GB10 devices require the proprietary NVIDIA driver on Talos — open-source drivers are not supported.

Driver Package Version Status
Proprietary production nonfree-kmod-nvidia-production 595.58.03 In use — works correctly
Open production nvidia-open-gpu-kernel-modules-production 595.x CUDA broken (cuInit() error 3)
Open LTS nvidia-open-gpu-kernel-modules-lts 580.126.20 Untested on Talos (stock DGX OS ships 580.126.09)

As of Talos v1.13.0-beta.1 (tested April 2026), the open-source production driver causes CUDA initialization failures (cuInit() error 3) in containers. This may be resolved in future Talos or driver releases.

See the Talos proprietary GPU driver docs for setup instructions.

Talos Extensions

Extension Purpose
siderolabs/nonfree-kmod-nvidia-production Proprietary NVIDIA kernel module
siderolabs/nvidia-container-toolkit-production NVIDIA container runtime
siderolabs/iscsi-tools iSCSI client
siderolabs/lldpd LLDP discovery

GPU Operator

GPU Operator v26.3.0 cannot parse Talos version strings (e.g., v1.13.0-beta.1).

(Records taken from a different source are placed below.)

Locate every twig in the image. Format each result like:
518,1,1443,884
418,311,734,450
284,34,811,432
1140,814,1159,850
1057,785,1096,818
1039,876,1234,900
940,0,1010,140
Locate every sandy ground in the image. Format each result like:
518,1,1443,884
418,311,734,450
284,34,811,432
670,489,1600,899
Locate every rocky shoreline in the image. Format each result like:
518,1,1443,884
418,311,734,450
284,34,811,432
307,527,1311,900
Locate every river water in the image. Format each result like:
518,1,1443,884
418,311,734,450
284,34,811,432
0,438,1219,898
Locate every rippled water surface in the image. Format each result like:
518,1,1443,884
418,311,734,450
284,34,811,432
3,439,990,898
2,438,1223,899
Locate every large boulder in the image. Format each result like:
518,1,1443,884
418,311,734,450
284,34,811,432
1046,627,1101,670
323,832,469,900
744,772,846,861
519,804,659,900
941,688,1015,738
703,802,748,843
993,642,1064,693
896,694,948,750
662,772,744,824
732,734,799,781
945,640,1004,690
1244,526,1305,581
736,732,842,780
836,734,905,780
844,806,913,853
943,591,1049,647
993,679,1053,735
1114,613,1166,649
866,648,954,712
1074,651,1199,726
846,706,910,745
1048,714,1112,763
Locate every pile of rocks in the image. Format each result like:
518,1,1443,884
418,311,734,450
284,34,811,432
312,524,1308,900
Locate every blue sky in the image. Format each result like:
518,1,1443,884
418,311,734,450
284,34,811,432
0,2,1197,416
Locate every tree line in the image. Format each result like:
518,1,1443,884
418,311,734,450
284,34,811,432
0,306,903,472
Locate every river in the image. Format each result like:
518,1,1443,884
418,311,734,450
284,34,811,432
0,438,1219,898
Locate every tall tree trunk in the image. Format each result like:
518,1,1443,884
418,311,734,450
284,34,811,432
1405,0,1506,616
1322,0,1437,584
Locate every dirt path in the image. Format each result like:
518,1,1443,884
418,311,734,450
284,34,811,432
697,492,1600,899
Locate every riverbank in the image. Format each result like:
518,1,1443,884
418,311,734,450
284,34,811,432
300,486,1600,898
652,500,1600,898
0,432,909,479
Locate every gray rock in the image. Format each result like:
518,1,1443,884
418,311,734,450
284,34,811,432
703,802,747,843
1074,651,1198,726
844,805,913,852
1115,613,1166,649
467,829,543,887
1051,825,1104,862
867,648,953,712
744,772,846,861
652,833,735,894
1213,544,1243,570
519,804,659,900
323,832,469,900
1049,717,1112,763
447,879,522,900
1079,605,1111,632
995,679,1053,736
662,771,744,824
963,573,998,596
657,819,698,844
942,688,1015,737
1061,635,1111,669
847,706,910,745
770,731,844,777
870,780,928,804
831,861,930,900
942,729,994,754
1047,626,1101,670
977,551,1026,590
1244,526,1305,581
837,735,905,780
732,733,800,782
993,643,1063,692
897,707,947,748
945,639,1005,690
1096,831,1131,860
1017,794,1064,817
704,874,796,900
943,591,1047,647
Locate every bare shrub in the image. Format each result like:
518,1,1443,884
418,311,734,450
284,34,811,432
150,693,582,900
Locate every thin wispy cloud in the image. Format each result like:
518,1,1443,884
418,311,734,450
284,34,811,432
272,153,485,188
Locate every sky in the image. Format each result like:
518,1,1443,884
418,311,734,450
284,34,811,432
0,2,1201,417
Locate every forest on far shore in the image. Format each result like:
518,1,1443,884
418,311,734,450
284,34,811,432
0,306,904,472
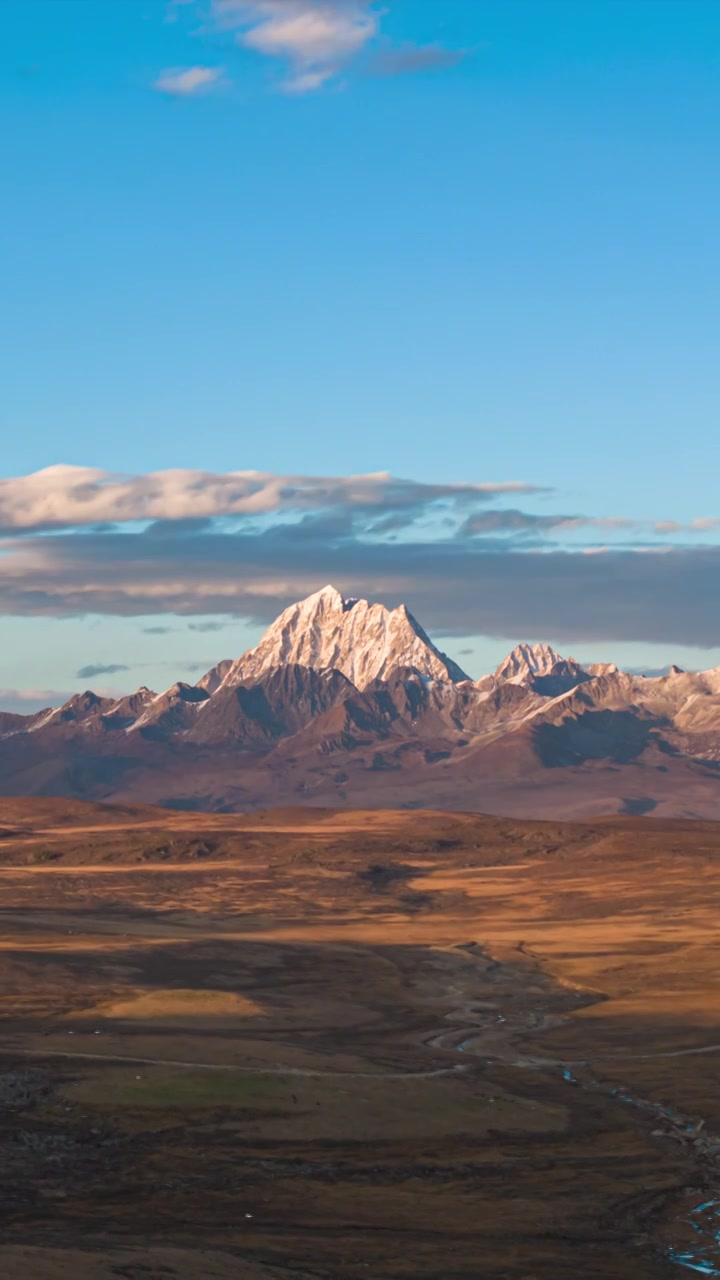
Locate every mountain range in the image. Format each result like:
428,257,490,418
2,584,720,819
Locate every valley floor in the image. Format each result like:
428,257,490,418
0,802,718,1278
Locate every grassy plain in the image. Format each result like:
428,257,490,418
0,801,718,1277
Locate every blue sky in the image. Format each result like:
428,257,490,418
1,0,720,708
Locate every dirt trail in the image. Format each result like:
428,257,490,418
0,859,524,876
0,1046,467,1081
0,818,428,847
591,1044,720,1063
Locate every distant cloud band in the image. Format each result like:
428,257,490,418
0,466,717,646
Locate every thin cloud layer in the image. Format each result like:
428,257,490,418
0,466,539,533
0,466,718,646
461,511,637,537
461,509,580,537
369,45,467,77
0,689,76,716
655,517,720,535
76,663,130,680
2,528,720,646
154,66,223,95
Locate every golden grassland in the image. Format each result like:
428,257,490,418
0,800,718,1277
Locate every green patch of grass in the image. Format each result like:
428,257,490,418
64,1066,290,1110
62,1066,567,1140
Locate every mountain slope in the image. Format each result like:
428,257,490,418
201,585,470,691
495,642,565,682
187,665,355,746
1,585,720,819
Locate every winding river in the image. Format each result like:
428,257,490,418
431,950,720,1277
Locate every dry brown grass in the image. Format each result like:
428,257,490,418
0,801,715,1278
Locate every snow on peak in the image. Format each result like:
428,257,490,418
203,585,470,692
495,642,567,684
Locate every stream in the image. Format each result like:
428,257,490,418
435,950,720,1277
666,1199,720,1275
558,1071,720,1275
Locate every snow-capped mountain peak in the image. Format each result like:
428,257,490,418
202,585,470,692
495,642,567,684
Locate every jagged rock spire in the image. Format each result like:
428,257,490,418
201,585,470,692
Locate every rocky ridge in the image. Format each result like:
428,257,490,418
1,586,720,818
202,586,470,691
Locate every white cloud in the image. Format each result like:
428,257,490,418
654,517,720,535
0,466,539,532
241,5,374,62
167,2,465,95
213,0,378,92
283,67,334,93
154,65,223,96
0,688,74,715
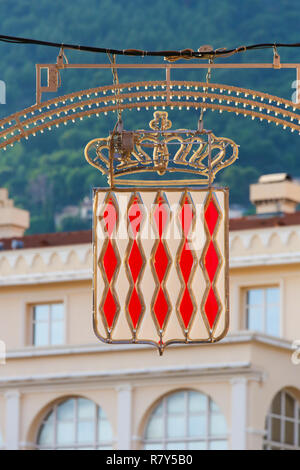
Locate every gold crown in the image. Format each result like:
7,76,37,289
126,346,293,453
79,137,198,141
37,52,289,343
84,111,238,187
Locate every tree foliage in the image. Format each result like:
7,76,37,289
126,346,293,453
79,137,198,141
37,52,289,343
0,0,299,233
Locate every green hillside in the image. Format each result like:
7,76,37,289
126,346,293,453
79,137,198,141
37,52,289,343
0,0,299,233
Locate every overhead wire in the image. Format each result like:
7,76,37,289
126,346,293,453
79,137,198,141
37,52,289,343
1,34,300,60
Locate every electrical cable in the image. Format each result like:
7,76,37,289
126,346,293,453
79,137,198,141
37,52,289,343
1,34,300,60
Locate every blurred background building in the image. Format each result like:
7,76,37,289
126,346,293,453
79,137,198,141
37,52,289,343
0,174,300,450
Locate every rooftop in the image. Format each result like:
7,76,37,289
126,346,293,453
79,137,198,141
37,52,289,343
229,211,300,231
0,230,92,251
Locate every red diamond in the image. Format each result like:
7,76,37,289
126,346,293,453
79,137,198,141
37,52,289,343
128,286,142,328
102,239,118,284
205,287,219,328
205,198,219,236
179,288,194,328
103,288,117,328
154,240,169,283
128,198,143,237
205,241,219,282
102,199,117,237
179,241,194,284
128,240,143,283
154,287,169,329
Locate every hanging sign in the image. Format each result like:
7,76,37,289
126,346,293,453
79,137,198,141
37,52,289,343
93,187,229,354
86,111,236,354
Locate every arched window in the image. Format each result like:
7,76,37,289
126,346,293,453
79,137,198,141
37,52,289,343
37,397,113,450
144,390,227,450
264,390,300,450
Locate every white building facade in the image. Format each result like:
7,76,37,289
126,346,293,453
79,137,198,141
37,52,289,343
0,176,300,450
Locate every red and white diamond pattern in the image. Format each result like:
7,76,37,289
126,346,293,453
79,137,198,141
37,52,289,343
203,193,222,330
95,189,228,351
151,192,171,334
99,195,120,333
126,194,145,332
177,193,197,331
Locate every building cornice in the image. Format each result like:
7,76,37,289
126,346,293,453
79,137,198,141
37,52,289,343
0,243,92,285
229,224,300,250
4,331,293,360
0,361,262,389
0,269,92,286
0,332,292,388
0,243,90,267
230,251,300,268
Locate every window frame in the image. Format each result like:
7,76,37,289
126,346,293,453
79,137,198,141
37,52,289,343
244,285,281,337
264,390,300,450
30,302,65,347
36,397,113,450
143,390,228,450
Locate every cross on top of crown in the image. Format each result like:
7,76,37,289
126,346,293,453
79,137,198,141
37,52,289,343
149,111,172,132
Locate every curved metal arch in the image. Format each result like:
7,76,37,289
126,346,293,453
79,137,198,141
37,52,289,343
1,80,300,150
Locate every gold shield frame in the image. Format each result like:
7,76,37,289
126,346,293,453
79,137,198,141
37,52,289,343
93,186,229,355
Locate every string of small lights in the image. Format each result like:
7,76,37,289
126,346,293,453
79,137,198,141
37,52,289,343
1,34,300,60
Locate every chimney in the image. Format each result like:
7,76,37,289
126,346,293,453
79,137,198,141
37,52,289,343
0,188,30,237
250,173,300,215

Workaround: Use patched operator image ghcr.io/nvidia/gpu-operator:670be908

See GPU Operator issue #2239.

Kernel Parameters

Parameters from the stock DGX OS investigation (not currently applied on Talos, documented for reference):

  • nvidia_drm modeset=0
  • init_on_alloc=0
  • pci=pcie_bus_safe

Node Taints

All DGX nodes are tainted with nvidia.com/gpu=NoSchedule so only workloads that explicitly tolerate GPU scheduling land on them. Typical workloads include vLLM inference and model loading.

Network Interfaces

Each DGX Spark has 2 physical ConnectX-7 QSFP56 ports and 1 Realtek RTL8127 10G copper port. Each physical CX-7 port is split across two PCIe lanes, presenting as two OS interfaces per physical port.

Physical Port 0 — GPU fabric via fairy-r02-fsw01

Connected via a 400G to 2x200G DAC breakout cable to the GPU fabric switch (MikroTik CRS804-4DDQ, fairy-r02-fsw01) for inter-node GPU communication (GPUDirect RDMA, tensor/pipeline parallelism).

Interface MTU
enp1s0f0np0 9000
enP2p1s0f0np0 9000

Physical Port 1 — Not connected

Interface MTU
enp1s0f1np1 9000
enP2p1s0f1np1 9000

Realtek RTL8127 — Primary network

Interface Speed MTU
enP7s7 10G 1500

Handles all Kubernetes and management traffic via fairy-r02-tor01 (Netgear XS724EMv2).